In work published in Research in Organizational Behavior, UCLA Anderson’s Olav Sorenson offers an explanation of why studies looking for economic effects from diversity often come to different, sometimes even contradictory, conclusions. He points to a technical issue in diversity study designs — one that researchers have typically treated as merely a “methodological inconvenience” — as an important determinant of whether a study will show benefits from diversity.
Reviewing decades of studies in the field, Sorenson notes that strong economic benefits from diversity rarely show up in those that focus on large areas, such as cities, regions or states. “Null” effects, in which no relationship between economic growth and diversity is found, are fairly common conclusions.
Conversely, studies that home in on smaller areas like neighborhoods, census tracts or one wing in an office building fairly consistently identify diversity benefits, sometimes impressively large ones.
The discrepancies arise, Sorenson proposes, because some of the strongest gains from diversity derive from unplanned, face-to-face meetings between people of different backgrounds. These encounters typically happen when people routinely share walkable spaces, like the hallways of office buildings, or the paths between home and the nearest subway station. Such close encounters are hard or even impossible to see in data that spans great distances.

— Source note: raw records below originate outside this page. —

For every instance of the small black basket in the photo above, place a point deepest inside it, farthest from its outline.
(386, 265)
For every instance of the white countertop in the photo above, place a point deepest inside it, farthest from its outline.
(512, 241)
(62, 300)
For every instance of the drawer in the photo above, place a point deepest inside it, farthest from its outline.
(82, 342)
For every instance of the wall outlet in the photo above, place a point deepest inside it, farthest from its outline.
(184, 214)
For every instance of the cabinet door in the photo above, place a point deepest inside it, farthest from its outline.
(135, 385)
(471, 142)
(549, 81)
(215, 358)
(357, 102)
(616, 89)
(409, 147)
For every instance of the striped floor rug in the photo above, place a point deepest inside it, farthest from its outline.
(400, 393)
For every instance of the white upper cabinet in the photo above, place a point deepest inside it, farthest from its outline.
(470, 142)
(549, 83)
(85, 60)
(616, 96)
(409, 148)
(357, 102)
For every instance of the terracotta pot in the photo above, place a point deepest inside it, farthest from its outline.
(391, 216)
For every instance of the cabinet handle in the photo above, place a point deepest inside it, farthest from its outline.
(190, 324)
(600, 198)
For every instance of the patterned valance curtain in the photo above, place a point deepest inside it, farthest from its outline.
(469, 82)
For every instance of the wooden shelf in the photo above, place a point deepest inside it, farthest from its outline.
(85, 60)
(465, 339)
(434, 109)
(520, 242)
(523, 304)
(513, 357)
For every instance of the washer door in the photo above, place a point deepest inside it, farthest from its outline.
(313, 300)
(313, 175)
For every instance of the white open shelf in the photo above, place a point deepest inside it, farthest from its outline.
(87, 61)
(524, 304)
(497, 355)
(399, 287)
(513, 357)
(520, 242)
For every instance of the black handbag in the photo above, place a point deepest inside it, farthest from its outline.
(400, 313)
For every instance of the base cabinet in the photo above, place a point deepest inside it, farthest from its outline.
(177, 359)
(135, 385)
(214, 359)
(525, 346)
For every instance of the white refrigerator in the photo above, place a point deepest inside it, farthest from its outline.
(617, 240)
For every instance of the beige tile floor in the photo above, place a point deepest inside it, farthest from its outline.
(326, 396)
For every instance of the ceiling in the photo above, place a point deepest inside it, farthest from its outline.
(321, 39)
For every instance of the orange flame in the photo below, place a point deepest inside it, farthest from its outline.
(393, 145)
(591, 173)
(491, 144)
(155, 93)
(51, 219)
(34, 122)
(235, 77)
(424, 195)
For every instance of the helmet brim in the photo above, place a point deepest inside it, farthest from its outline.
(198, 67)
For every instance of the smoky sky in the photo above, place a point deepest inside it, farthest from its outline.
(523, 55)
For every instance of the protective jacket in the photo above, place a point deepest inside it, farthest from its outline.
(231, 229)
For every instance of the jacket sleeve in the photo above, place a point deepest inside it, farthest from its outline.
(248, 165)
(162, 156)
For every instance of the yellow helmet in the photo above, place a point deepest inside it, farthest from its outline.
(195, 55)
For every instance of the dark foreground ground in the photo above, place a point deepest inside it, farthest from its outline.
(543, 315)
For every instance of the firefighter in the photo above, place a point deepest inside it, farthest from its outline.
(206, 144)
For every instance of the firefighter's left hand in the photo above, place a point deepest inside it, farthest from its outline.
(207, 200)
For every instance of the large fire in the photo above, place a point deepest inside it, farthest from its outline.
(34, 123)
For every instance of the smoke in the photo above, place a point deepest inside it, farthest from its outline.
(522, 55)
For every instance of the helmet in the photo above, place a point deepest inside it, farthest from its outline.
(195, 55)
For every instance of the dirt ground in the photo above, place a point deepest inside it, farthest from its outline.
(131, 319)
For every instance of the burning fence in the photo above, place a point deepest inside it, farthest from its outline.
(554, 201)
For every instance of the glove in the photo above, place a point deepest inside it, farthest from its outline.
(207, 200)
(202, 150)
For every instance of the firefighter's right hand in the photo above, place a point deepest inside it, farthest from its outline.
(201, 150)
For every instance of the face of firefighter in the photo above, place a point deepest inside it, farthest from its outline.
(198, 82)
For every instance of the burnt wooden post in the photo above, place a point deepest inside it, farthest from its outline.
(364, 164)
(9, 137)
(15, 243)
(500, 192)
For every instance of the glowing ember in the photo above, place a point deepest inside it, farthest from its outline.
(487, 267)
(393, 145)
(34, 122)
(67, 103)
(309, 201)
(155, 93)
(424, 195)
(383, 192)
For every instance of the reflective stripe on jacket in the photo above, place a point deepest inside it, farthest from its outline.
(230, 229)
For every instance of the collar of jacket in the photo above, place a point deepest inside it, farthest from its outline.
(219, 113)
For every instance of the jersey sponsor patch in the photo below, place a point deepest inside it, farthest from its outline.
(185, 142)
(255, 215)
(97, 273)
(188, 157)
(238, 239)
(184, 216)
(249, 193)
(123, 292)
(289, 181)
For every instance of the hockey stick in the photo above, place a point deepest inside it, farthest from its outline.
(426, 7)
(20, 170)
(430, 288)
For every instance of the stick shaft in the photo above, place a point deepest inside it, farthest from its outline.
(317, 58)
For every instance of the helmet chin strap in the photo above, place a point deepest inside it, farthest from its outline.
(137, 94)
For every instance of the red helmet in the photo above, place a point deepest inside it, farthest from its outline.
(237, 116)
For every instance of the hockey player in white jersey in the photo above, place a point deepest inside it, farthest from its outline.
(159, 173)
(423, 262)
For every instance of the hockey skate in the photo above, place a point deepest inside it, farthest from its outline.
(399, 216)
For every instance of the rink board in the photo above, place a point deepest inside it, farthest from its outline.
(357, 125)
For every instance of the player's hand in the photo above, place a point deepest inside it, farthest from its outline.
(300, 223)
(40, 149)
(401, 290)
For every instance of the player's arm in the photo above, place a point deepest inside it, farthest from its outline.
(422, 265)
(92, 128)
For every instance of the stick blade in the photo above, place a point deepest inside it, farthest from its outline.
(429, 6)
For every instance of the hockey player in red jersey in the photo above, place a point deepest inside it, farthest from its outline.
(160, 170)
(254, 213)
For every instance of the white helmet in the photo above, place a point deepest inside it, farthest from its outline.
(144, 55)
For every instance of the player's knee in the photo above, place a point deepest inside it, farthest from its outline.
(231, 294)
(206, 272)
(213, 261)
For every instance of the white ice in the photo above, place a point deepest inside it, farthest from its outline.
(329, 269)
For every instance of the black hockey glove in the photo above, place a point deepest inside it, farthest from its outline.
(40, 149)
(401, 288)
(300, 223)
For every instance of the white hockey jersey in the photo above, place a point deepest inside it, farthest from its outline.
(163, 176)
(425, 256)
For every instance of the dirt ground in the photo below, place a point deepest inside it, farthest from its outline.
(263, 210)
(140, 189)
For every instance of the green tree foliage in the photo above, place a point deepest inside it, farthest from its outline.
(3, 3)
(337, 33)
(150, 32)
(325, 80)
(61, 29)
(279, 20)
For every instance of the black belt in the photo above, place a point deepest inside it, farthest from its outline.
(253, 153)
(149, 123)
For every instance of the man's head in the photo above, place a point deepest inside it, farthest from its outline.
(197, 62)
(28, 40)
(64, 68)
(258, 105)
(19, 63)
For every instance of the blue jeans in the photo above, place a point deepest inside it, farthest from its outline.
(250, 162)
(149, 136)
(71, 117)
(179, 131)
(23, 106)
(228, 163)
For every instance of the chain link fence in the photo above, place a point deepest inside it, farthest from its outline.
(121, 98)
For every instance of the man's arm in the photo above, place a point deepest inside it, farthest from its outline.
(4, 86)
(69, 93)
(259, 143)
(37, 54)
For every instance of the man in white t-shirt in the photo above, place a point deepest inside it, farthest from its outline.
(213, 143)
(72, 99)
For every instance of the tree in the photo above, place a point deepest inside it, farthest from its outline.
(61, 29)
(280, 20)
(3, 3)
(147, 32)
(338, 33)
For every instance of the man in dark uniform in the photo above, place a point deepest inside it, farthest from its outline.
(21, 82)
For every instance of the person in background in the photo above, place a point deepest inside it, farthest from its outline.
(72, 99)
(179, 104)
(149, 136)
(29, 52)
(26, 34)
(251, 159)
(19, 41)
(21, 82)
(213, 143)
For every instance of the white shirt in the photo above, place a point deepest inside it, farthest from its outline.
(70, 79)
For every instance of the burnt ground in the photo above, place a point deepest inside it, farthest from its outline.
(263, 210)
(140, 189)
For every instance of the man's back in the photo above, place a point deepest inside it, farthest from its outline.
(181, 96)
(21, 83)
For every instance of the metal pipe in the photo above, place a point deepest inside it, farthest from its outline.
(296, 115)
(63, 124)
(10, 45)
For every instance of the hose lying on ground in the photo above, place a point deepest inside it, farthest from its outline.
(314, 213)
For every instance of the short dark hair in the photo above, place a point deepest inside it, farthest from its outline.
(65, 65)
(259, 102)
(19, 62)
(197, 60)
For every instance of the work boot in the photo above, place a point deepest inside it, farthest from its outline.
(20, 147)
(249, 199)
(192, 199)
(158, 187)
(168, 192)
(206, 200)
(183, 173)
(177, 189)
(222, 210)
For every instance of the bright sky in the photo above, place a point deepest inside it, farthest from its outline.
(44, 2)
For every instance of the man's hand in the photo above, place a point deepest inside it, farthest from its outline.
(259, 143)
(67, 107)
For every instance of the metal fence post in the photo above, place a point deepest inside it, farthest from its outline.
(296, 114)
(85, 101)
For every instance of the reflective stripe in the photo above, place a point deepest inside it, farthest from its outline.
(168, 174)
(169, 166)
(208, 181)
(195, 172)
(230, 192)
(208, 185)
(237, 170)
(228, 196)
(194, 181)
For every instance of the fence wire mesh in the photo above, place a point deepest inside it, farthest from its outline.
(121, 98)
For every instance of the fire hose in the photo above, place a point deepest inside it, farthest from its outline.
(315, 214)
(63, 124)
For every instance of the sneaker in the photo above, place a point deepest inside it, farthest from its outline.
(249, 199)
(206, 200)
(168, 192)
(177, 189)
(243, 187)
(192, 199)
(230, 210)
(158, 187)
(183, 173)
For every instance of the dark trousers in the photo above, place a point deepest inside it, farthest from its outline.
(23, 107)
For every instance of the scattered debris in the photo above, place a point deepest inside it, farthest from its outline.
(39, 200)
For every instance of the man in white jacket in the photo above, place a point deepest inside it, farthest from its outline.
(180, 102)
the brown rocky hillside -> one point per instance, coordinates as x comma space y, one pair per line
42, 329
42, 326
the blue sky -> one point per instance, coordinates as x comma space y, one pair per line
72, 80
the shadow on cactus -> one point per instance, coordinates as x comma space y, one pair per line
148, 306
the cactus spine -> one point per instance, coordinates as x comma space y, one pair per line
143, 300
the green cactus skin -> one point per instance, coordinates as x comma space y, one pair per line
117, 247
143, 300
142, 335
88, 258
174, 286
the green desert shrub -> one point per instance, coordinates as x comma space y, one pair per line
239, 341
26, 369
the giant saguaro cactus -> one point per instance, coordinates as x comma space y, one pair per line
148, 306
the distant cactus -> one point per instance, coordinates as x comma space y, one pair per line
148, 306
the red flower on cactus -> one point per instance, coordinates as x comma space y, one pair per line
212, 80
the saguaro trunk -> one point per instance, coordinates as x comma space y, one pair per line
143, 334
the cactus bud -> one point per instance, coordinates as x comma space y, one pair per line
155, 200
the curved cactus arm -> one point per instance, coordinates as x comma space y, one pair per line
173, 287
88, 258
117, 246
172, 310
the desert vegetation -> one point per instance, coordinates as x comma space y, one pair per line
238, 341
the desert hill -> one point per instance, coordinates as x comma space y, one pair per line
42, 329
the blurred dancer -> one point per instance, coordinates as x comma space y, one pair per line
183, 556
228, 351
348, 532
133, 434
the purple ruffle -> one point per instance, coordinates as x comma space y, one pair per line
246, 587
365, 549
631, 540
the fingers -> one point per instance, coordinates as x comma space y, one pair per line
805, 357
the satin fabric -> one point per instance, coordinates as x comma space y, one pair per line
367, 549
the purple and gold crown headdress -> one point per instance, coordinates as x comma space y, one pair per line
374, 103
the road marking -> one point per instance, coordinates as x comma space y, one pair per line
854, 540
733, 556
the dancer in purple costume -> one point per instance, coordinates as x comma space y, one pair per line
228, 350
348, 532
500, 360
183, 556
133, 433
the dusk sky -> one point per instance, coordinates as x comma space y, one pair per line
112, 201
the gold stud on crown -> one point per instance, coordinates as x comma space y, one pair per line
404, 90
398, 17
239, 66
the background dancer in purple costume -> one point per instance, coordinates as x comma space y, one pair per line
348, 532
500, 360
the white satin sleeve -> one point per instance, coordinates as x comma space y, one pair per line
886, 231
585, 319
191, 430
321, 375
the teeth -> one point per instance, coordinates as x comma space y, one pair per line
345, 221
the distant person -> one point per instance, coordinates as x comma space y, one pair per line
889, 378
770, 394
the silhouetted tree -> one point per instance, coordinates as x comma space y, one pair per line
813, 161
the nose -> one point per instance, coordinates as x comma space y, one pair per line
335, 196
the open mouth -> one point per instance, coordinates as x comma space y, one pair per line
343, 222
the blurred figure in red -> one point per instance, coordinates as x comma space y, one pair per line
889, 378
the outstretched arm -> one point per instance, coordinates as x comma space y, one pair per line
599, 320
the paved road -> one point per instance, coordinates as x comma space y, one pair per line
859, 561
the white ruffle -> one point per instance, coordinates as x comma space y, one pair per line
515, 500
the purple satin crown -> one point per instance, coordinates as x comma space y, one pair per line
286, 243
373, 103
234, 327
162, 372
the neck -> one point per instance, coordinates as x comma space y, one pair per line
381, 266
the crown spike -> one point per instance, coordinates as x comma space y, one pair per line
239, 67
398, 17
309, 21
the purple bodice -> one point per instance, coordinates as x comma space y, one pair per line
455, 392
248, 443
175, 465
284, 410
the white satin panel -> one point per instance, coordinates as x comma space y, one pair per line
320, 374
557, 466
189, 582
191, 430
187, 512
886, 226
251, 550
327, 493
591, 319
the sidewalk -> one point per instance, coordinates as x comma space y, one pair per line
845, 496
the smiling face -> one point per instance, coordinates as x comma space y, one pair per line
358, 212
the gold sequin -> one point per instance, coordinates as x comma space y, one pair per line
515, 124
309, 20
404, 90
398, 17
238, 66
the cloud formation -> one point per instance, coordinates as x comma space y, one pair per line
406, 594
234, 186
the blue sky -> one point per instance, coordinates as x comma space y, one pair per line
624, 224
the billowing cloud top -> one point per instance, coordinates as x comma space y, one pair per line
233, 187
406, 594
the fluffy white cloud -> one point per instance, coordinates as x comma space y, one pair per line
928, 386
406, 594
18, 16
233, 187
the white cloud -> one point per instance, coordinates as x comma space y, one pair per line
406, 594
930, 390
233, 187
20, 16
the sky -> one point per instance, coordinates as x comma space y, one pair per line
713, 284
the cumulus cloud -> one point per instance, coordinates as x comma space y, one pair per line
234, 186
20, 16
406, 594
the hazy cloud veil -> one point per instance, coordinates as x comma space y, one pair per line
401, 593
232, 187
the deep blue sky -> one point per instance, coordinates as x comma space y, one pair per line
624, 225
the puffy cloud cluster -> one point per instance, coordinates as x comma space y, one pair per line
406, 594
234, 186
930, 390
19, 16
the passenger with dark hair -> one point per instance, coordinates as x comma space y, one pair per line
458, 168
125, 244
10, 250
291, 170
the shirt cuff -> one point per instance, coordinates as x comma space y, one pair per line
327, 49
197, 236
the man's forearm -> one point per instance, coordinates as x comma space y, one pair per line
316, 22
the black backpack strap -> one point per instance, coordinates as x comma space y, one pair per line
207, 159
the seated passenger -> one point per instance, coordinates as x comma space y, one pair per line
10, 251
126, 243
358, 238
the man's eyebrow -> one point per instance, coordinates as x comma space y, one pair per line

Sorenson’s review suggests that the design issues many diversity researchers consider a mere bug in the analysis is actually an important determinant in study findings. Without an up close viewpoint — a certain “spatial resolution” in the study setup — some of the biggest benefits of diversity remain invisible.
Why Distance Matters
To understand the spatial resolution problem, imagine from-other-space-level views of New York City and Chicago with each resident within represented as a color-coded dot indicating ethnicity. As cities, both places will appear equally diverse. But zoom in, and the impression changes, Sorenson explains in the paper. Chicago is now “a quilt of ethnically uniform patches.” (In fact, large swaths of Chicago are overwhelmingly dominated by single ethnicities.) While New York City has homogeneous neighborhoods too, they are more scattered among a multitude of integrated neighborhoods.
While both views are accurate — both cities are among the most ethnically diverse in the country — they do not represent an equal level of day-to-day interaction between people of different backgrounds. It’s a lot more likely that a Chicagoan will spend a day without encountering ethnic variety than a New Yorker.
Now consider that almost all diversity studies are conducted from a single view — either the bird’s-eye version or the zoomed in kind, not both. Most take a city, county or even broader geographic area and analyze it “as if all the people and organizations within them sat on the head of a pin,” Sorenson writes. The data about individual people or firms is aggregated into one unit representing the average of the whole. The assumption, he explains, is that everyone within the defined area has an equal chance of diverse interactions.
Other studies focus on the actors rather than the region. One might look at the physical distance between individuals and others of different backgrounds. Or it might monitor actual movements to determine how frequently differing individuals cross paths.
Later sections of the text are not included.